L’epatite C è una malattia infiammatoria del fegato di origine infettiva. La trasmissione è dovuta al virus HCV (Hepatitis C Virus), individuato per la prima volta nel 1989 dai ricercatori dei Centers for Disease Control and Prevention (CDC) di Atlanta. Il virus attacca le cellule epatiche e circola nel sangue, può essere evidenziato in diversi tessuti extra-epatici ed è in grado di riprodursi anche al di fuori del fegato.

La malattia è spesso asintomatica, oppure presenta un quadro clinico sfumato, con sintomi lievi e aspecifici. In ogni caso, sia nelle forme acute sia in quelle croniche, i sintomi compaiono molto tardi (dopo dieci- vent’anni o più) rispetto al momento in cui è avvenuta l’infezione.

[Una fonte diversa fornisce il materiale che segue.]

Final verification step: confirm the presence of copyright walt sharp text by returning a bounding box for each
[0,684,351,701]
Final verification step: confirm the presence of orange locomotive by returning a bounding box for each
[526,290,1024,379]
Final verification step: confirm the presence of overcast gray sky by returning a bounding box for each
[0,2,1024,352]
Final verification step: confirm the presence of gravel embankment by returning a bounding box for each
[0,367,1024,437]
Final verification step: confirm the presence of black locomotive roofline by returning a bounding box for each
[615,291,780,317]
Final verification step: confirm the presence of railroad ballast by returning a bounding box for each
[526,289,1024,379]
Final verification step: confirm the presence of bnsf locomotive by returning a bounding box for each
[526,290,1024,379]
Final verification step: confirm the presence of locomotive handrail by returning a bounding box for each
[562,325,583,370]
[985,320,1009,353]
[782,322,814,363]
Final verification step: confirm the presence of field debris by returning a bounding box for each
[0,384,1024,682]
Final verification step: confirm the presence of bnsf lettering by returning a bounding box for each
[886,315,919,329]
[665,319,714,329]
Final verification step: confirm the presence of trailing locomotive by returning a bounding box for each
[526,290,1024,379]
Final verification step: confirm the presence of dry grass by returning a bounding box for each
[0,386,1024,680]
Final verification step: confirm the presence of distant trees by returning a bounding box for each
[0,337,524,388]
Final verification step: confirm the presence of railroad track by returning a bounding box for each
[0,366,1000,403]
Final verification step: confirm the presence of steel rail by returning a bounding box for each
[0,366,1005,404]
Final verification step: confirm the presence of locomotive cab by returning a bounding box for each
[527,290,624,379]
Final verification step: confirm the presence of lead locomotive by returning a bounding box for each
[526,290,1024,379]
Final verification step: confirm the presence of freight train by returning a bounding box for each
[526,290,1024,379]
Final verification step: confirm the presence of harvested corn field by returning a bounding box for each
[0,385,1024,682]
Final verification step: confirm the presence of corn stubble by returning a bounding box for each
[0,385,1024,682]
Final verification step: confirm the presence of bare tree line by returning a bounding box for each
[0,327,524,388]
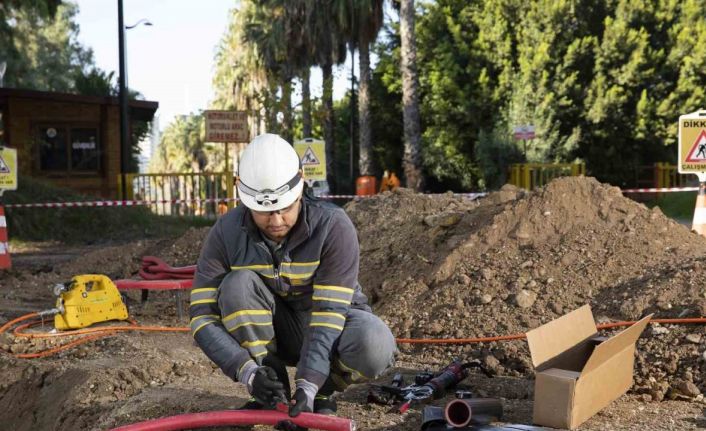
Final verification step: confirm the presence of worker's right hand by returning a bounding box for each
[248,367,287,408]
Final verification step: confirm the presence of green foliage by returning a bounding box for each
[149,114,220,176]
[373,0,706,190]
[0,0,93,92]
[645,193,696,222]
[2,177,212,243]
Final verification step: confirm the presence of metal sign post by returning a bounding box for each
[204,110,250,209]
[512,124,535,161]
[294,138,327,194]
[0,144,17,269]
[678,109,706,236]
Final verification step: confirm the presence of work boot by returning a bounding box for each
[314,393,338,415]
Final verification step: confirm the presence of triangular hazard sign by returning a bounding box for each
[0,156,10,174]
[302,147,321,165]
[686,130,706,162]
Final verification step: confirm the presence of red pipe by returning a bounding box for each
[111,410,355,431]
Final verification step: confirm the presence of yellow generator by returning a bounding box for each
[54,274,127,330]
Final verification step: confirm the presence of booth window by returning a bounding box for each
[38,126,100,172]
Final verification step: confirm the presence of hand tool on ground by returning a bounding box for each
[368,360,492,413]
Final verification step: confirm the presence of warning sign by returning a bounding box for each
[204,111,250,143]
[0,146,17,193]
[679,111,706,181]
[294,138,326,181]
[686,130,706,163]
[302,145,321,165]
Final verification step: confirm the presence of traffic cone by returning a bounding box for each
[0,205,12,269]
[691,183,706,236]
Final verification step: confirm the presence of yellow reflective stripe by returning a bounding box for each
[236,359,255,383]
[311,296,351,304]
[189,314,221,323]
[314,284,355,294]
[228,322,272,332]
[223,310,272,322]
[309,323,343,331]
[240,340,272,348]
[338,359,369,380]
[191,320,216,337]
[191,299,216,305]
[279,272,314,280]
[282,260,321,266]
[191,287,218,293]
[311,311,346,320]
[230,265,273,270]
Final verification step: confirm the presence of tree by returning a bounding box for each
[400,0,424,191]
[0,0,93,92]
[149,114,210,176]
[334,0,384,175]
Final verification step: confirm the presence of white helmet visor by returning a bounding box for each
[238,172,304,211]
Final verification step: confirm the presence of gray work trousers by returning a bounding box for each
[218,270,397,391]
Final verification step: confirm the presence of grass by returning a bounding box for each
[645,192,696,221]
[2,177,213,244]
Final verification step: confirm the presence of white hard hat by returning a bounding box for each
[238,133,304,211]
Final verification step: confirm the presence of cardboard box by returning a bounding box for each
[527,305,652,429]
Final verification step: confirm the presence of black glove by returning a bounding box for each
[250,367,287,409]
[289,388,311,417]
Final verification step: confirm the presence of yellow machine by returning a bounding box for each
[54,274,127,330]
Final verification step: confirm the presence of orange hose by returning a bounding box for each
[0,313,706,358]
[0,312,39,335]
[15,332,115,359]
[0,312,190,359]
[13,320,191,338]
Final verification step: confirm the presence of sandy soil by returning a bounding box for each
[0,178,706,431]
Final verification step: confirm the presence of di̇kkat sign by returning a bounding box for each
[0,145,17,195]
[679,110,706,182]
[204,111,250,143]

Il decorso ha un andamento variabile da individuo a individuo: nel 15-20% dei soggetti la guarigione è spontanea; nell’80% dei casi la malattia cronicizza, danneggia gravemente il fegato evolvendo in cirrosi epatica (che può portare a epatocarcinoma), imponendo spesso il ricovero ospedaliero e risultando a volte fatale. Il motivo di queste differenze può essere legato a caratteristiche individuali del paziente o alla presenza di fattori aggiuntivi di danno epatico (come l’uso di bevande alcoliche), oltre che alla tipologia dell’infezione.

Esistono 6 genotipi del virus dell’epatite C (1, 2 , 3, 4, 5 e 6); ciascun genotipo a sua volta comprende un numero variabile di sottotipi (a, b, c ecc.); il più frequente e difficile da trattare per la ridotta risposta alla terapia è il genotipo 1b.

Il virus dell’epatite C si trasmette tramite sangue o fluidi corporei infetti; quindi la malattia può essere contratta o per via parenterale tramite trasfusioni di sangue o di emoderivati, o per via percutanea, cioè in seguito all’impiego di aghi o strumenti infetti.
La trasmissione del virus ha subito una battuta d’arresto con l’individuazione dell’agente eziologico della malattia nel sangue nel 1989 e l’introduzione di test di screening sul sangue, che ha notevolmente ridotto la trasmissione tramite sangue o emoderivati.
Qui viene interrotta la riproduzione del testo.